Essential Benefits Standards Issued

Our cover story in November 2011 asked “Will ‘Essential Benefits’ Break the Bank?”, and last month the government, some argue, answered “It sure as heck might.”

Our story predicted that the health insurance industry would lobby hard to prevent the size of the essential benefits package mandated under the Affordable Care Act from hindering plans’ ability to operate in health care exchanges.

Apparently to no avail, because the Obama administration last month issued standards that are a lot more burdensome to insurers than what had been proposed last November.

For instance, Neil Trautwein, vice president of the National Retail Federation, tells the Wall Street Journal that the “language regarding the scope of mental health service that insurance plans must cover appears stronger than previously proposed.

The standards are meant to close coverage gaps: Almost 20 percent of those who buy insurance cannot get mental health care and nearly a third of insured have no access to substance abuse coverage.

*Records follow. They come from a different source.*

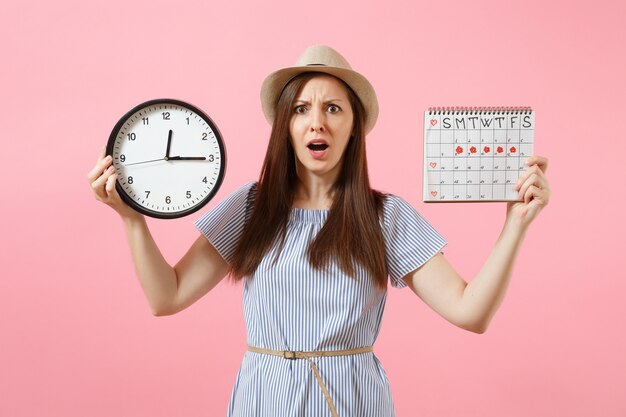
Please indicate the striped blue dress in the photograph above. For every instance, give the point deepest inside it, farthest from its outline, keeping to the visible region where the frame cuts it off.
(288, 305)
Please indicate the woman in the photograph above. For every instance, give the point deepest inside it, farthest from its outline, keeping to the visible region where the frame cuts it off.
(314, 246)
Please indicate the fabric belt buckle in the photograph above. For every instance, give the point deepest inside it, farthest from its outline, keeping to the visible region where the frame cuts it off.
(290, 354)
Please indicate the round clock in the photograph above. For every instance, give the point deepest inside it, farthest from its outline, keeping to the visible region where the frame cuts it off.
(169, 158)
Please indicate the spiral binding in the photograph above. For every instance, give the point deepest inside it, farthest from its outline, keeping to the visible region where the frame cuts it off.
(480, 110)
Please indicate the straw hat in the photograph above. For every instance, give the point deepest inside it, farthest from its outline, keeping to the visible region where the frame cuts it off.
(320, 58)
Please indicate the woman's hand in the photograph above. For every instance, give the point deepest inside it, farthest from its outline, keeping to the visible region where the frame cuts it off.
(534, 191)
(102, 179)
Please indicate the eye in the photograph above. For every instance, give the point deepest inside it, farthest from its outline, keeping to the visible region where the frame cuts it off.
(301, 109)
(333, 108)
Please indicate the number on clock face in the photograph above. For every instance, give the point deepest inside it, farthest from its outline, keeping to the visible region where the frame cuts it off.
(169, 157)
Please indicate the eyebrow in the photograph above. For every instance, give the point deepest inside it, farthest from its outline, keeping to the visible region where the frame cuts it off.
(325, 102)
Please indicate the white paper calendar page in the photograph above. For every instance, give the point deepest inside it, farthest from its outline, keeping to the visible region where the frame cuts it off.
(475, 154)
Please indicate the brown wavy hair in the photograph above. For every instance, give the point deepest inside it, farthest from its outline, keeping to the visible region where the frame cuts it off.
(352, 233)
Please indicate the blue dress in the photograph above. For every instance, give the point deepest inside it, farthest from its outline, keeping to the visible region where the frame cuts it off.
(288, 305)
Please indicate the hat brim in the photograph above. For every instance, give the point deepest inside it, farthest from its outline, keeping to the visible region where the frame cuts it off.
(275, 82)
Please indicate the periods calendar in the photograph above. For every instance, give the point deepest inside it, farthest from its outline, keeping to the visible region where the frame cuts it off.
(475, 154)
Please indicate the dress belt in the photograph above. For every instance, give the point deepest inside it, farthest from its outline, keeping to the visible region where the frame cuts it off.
(289, 354)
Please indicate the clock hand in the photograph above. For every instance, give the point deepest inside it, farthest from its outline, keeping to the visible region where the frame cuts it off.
(169, 144)
(145, 162)
(186, 158)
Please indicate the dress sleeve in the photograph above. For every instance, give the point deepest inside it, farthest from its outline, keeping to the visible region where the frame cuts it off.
(410, 240)
(223, 225)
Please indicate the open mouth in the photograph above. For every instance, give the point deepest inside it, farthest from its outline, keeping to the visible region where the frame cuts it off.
(317, 146)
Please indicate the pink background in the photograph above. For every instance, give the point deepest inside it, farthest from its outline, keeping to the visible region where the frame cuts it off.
(77, 337)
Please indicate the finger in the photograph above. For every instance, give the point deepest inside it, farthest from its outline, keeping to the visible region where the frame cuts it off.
(532, 170)
(99, 168)
(540, 161)
(533, 193)
(533, 179)
(98, 185)
(110, 185)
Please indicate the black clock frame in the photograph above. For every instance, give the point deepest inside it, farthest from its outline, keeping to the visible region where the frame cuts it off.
(168, 101)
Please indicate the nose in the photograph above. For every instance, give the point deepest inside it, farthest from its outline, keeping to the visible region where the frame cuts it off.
(318, 120)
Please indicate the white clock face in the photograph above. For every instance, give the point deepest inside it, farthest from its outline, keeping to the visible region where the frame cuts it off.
(169, 158)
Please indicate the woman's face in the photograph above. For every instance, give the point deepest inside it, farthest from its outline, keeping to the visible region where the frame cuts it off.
(320, 127)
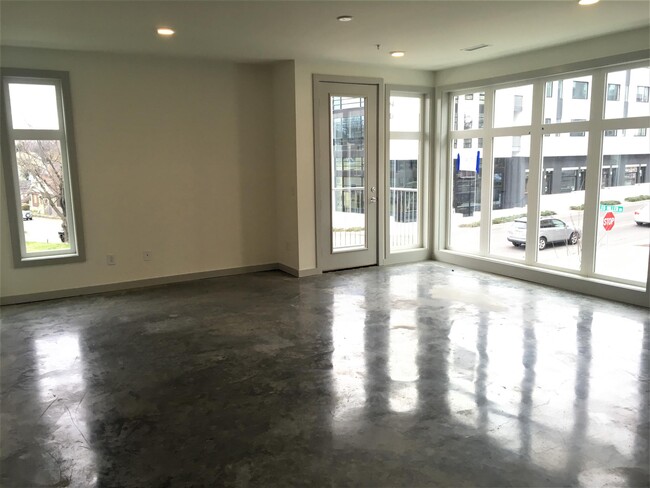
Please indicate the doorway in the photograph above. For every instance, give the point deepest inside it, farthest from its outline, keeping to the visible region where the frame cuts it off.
(346, 133)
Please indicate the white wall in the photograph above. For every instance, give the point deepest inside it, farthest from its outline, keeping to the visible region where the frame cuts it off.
(600, 47)
(284, 125)
(305, 136)
(174, 156)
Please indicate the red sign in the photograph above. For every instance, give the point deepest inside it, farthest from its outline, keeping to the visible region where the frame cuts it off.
(608, 221)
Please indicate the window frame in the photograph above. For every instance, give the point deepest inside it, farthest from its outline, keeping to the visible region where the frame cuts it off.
(65, 135)
(483, 259)
(422, 249)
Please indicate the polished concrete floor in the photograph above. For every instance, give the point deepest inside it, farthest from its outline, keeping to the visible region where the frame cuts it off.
(421, 375)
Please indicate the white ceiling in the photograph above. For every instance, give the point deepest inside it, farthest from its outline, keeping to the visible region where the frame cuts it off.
(433, 33)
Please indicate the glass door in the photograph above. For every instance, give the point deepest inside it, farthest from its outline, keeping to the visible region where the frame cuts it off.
(346, 122)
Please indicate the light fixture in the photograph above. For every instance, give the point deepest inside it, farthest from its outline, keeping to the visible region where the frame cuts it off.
(165, 31)
(475, 48)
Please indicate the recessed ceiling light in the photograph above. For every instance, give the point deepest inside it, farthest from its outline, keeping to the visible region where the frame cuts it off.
(165, 31)
(475, 48)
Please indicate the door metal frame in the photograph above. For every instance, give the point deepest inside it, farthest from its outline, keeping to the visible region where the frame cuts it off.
(321, 240)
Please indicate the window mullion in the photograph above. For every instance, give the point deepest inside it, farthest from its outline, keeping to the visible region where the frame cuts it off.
(535, 165)
(592, 184)
(487, 171)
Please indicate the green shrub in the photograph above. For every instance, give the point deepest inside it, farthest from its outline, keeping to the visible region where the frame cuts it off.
(638, 198)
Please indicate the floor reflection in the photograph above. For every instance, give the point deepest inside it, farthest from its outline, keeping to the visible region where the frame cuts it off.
(417, 375)
(348, 357)
(62, 390)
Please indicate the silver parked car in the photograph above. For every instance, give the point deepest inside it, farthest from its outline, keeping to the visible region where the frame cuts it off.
(551, 230)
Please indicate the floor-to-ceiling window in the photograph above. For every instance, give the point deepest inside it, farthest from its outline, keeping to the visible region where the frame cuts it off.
(552, 172)
(407, 169)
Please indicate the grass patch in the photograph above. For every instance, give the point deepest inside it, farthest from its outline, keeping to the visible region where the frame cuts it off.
(638, 198)
(46, 246)
(509, 218)
(606, 202)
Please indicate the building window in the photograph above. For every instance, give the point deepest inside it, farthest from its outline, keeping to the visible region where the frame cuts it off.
(580, 90)
(577, 134)
(38, 144)
(613, 92)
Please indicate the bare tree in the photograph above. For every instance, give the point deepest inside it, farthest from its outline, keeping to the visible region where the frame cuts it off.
(41, 163)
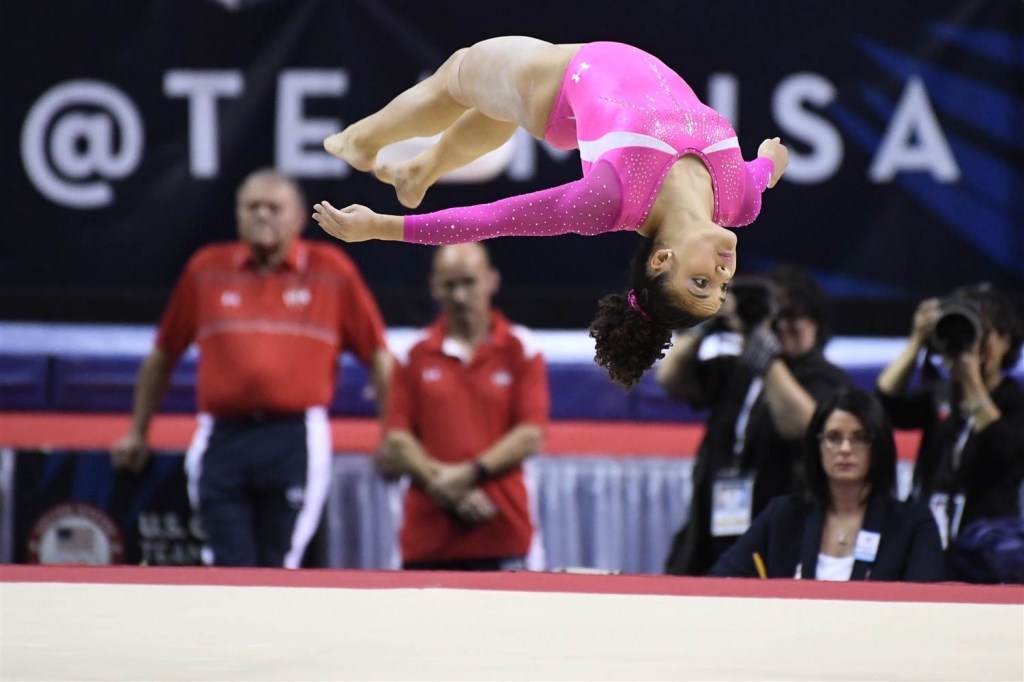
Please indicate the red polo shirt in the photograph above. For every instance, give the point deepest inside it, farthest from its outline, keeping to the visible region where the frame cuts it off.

These, of course, are the hot topic items that the consumer press highlighted. (Headline in the New York Times: “New Federal Rule Requires Insurers To Offer Mental Health Coverage.”)

But the essential benefit standards go further than that. They require health plans to cover benefits in 10 categories of services. Those categories are:

  • Ambulatory patient services
  • Emergency services
  • Hospitalization
  • Maternity and newborn care
  • Mental health and substance use disorder services, including behavioral health treatment
  • Prescription drugs
  • Rehabilitative and habilitative services and devices
  • Laboratory services
  • Preventive and wellness services and chronic disease management
  • Pediatric services, including oral and vision care

The ruling leaves to the states to decide on specifics concerning what will be covered and what will not. One thing we know, health plans will struggle.

As we noted in our November 2011 cover story: “A rich essential benefits package will probably prevent plans from competing on the scope of additional benefits. ‘The essential benefits package will effectively have a price put on it, and the challenge is going to be for payers to design a plan that will fit within that price and deliver all those benefits,’ says Jordan Battani, a principal in CSC’s Global Institute for Emerging Healthcare Practices. Because the ACA sets a minimum medical loss ratio of 85 percent for health plans in the exchanges, plans will have to get their administrative costs under control just to be able to keep premiums competitive.”